Kıyaslanırsa. Aslan gürlemesi ile sinek vızıltısı kıyaslaması gibi bir şey olur. İmajlar açısından.
KİM BU SERMİYAN MİDYAT?
Sermiyan Midyat diye biri. Hem oyuncu, hem yönetmen, hem
senarist. Her şey adam.
Kötünün kötüsü filmler çekiyor. Üzerine methiyeler diziliyor. Dizi yapıyor, o kadar berbat ki tutmuyor.
Aynı dizi, az biraz değişiklikle başka kanala transfer oluyor. Sayfa sayfa haber oluyor. “En sevilen dizi” haberinin yapıldığı gün, o kanalla da yollar ayrıldı.

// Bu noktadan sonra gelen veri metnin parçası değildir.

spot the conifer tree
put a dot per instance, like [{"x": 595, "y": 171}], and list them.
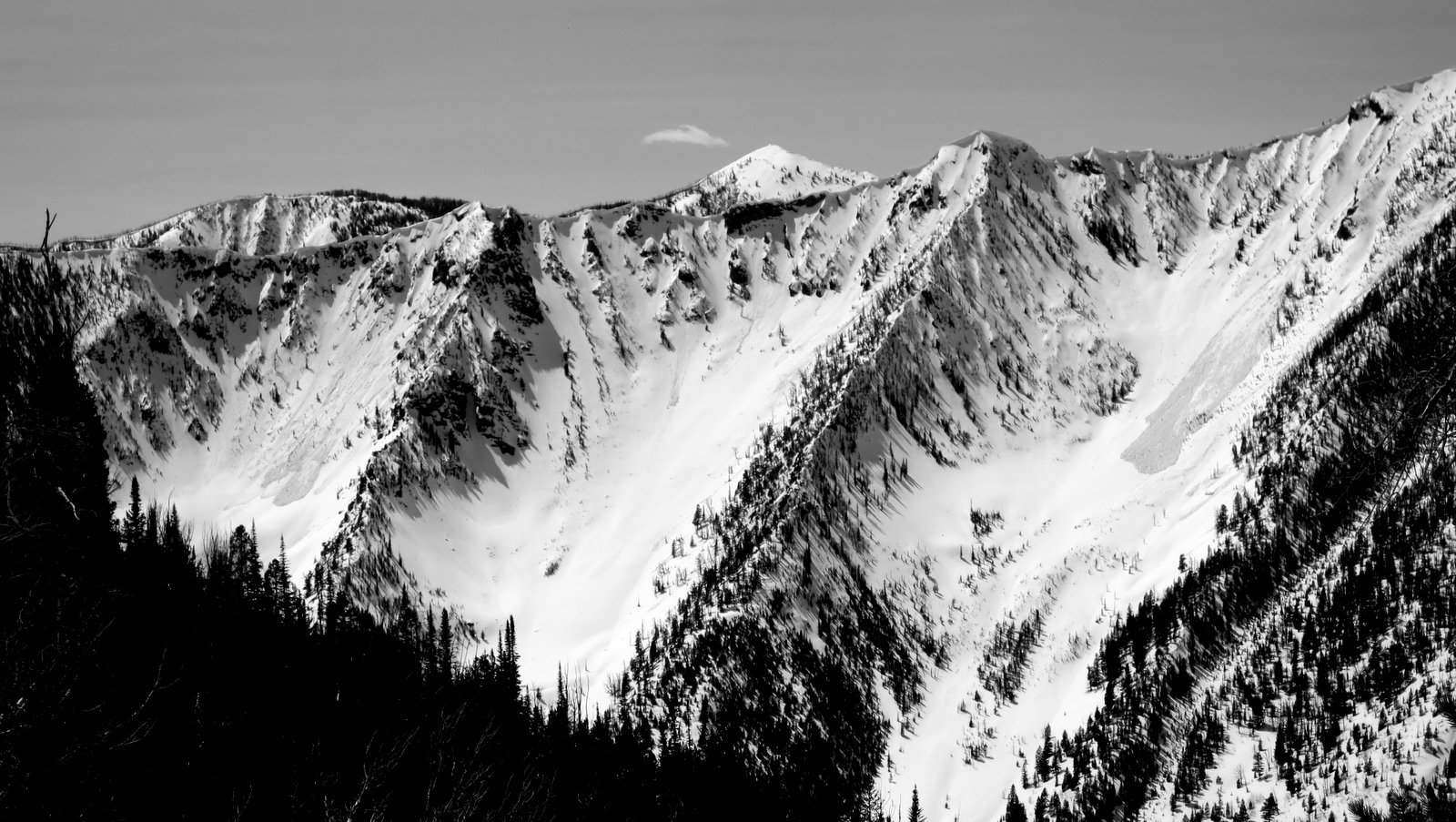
[
  {"x": 135, "y": 528},
  {"x": 1016, "y": 810},
  {"x": 916, "y": 815}
]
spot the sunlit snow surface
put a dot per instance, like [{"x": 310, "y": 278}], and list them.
[{"x": 672, "y": 376}]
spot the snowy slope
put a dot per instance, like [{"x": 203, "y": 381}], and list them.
[
  {"x": 766, "y": 174},
  {"x": 524, "y": 416}
]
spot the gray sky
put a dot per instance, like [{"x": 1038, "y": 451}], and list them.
[{"x": 116, "y": 114}]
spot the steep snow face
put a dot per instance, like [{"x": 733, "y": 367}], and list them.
[
  {"x": 768, "y": 174},
  {"x": 934, "y": 431},
  {"x": 264, "y": 225}
]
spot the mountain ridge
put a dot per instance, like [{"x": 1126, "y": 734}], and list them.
[{"x": 786, "y": 427}]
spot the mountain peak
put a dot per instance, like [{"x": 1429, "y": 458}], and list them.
[{"x": 771, "y": 172}]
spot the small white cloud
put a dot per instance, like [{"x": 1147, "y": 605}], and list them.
[{"x": 688, "y": 135}]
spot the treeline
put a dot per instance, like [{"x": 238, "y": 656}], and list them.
[
  {"x": 147, "y": 676},
  {"x": 1340, "y": 426},
  {"x": 430, "y": 206}
]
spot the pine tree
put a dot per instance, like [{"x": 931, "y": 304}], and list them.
[
  {"x": 446, "y": 665},
  {"x": 135, "y": 526},
  {"x": 1270, "y": 809},
  {"x": 1016, "y": 810},
  {"x": 915, "y": 807}
]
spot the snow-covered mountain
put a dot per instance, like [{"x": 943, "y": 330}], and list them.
[
  {"x": 836, "y": 470},
  {"x": 768, "y": 174}
]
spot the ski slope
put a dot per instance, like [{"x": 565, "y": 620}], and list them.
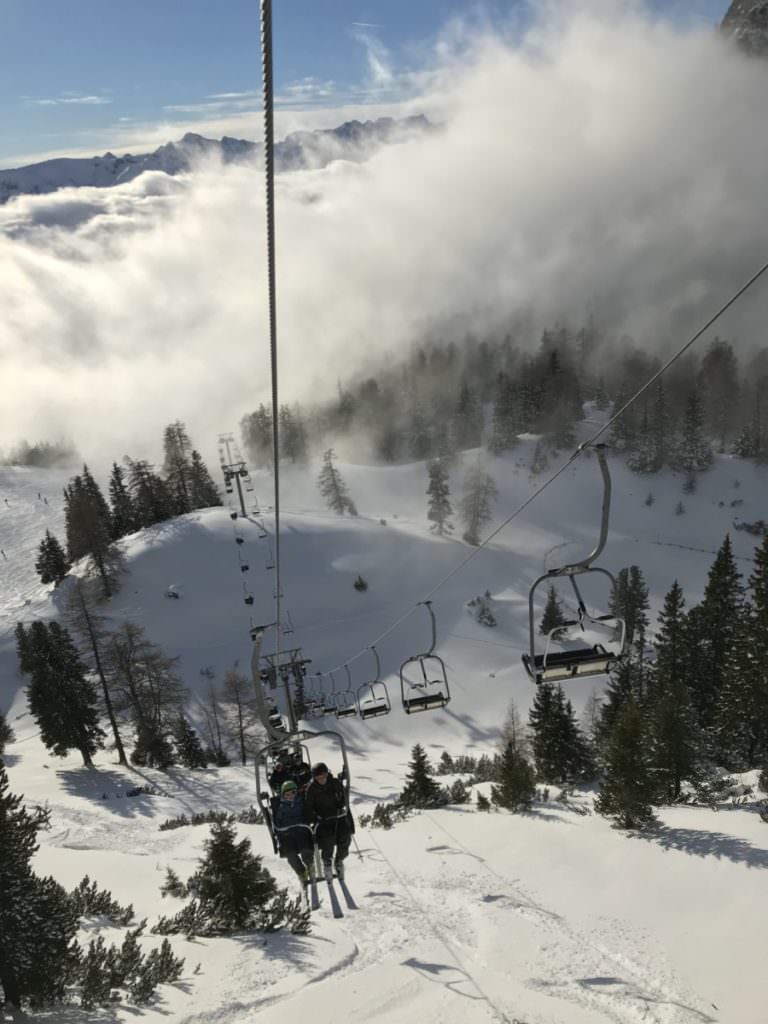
[{"x": 547, "y": 918}]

Midyat şunları yapıyor: Güneydoğu şivesini abartmak. Oralarda yaşayan insanlara yukardan bakmak. Yaşam biçimleriyle dalga geçmek.
Kaba ve sıradan esprilerle kendini küçük düşürmek.
Soru bir: Bu Sermiyan Midyat denen adam kimin nesi? Arkasında kimin nefesi var?
Soru iki: Patronlar, program sorumlularına bu abuk kararlar için hesap sormuyor mu? Yoksa işler başka türlü mü dönüyor?
FAZIL SAY’A ÖNERİLER
Markasına ve sanatına bu kadar haksızlık yapan başka biri yoktur.
Borusan Fazıl Say Festivali’ni iptal edince “Güç dengeleri altında ezilmekten yoruldum” demiş.
Kendisine önerilerim;
Bir, sanatını siyasete üst perdeden malzeme yapma.
İki, yapmışsan karşılık verdiklerinde sızlanma.
Üç, kendine bu kadar hoyrat davranma.
Dört, boş adam işi olan Twitter’ı kullanma.
Beş, ağzından çıkan lafın, sana dokunan kadının gün gelip ayağına dolanacağını unutma.
Altı, burası Türkiye. Bileceksin ki sanatın değil, vasatın kutsandığı ülke.
Yoksa. Yoksa. Yazık olacak sana.
AKLIMDA KALAN
Futbolda bir iyi, bir kötü adam: Biri Burak Yılmaz. Her zaman iyi karakterli, çok iyi futbolcu olduğuna inandım. Ama hep kötü yönetildi. Bursa maçından sonra formasını Bursa Teknik Direktörü Şenol Güneş’e vermek istiyor. “Beni futbola yeniden kazandırdı” diyerek. Vefa insanı insan yapan şey. Diğeri Volkan Demirel. Kötü. Önce Tahkim’den ceza yedi. Sonra Milli Takıma alınmadı. Sırtını Aziz Yıldırım’a dayamanın futbol için yeteceğini sandı. Fener’de oynamak için yeten bu ilişki Fener dışında başını belaya soktu. Futbolcuya üç şey gerek: Yürek, karakter, ayaklar.